I'm really not sure I understand the usecase. Why would you want to allow *any* channels in 5.1 configurations?
Not *any* channels at all, but a subset of 5.1, e.g. (L,R)-stereo or (L,R,C). I realize that some sinks might not be able to easily accept audio buffers that are a subset, i.e. they'll need someone streaming stereo to generate 5.1 buffers with silence chunks for the missing channels. Other sinks can fill in the silence themselves easily, so how can those sinks advertise their channels, while at the same time advertising they can negotiate a subset of these channels?
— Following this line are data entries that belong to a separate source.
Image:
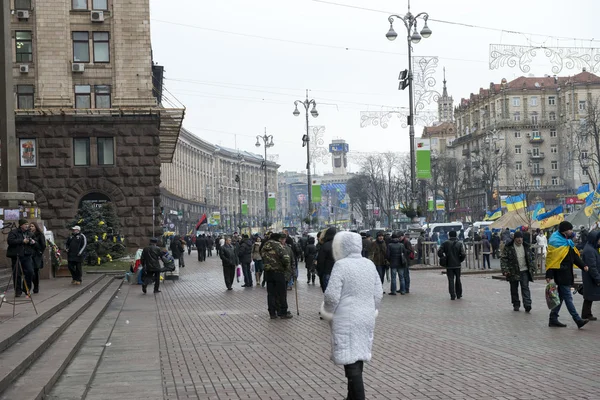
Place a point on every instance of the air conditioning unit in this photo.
(77, 67)
(97, 16)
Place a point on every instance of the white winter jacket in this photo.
(352, 301)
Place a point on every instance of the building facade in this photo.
(89, 124)
(202, 180)
(524, 135)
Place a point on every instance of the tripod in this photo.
(15, 300)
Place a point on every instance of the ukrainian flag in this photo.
(493, 215)
(558, 248)
(514, 203)
(583, 191)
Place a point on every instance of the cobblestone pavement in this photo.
(221, 345)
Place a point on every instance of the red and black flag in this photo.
(202, 220)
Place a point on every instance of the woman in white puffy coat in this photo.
(351, 305)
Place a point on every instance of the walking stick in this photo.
(296, 289)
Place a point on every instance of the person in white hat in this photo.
(75, 247)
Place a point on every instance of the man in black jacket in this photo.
(75, 246)
(453, 252)
(151, 265)
(20, 250)
(245, 257)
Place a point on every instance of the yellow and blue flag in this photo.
(558, 249)
(583, 191)
(514, 203)
(493, 215)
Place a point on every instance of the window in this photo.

Then why not do what multichannel encoders do? Generate structures with all acceptable combinations.
That'll be (2^channels) structures in the caps. It's possible but sounds cumbersome.
How did you arrive to that number? If you have 6 channels it will either be L R C SR SL LFE (or L R C RR RL LFE). That's at most two structures for 6 channels. Or do you expect other channels in 5.1 configuration?
... or any combination of them, e.g. (L,R). I'm calculating the number of possible subsets of channel-mask.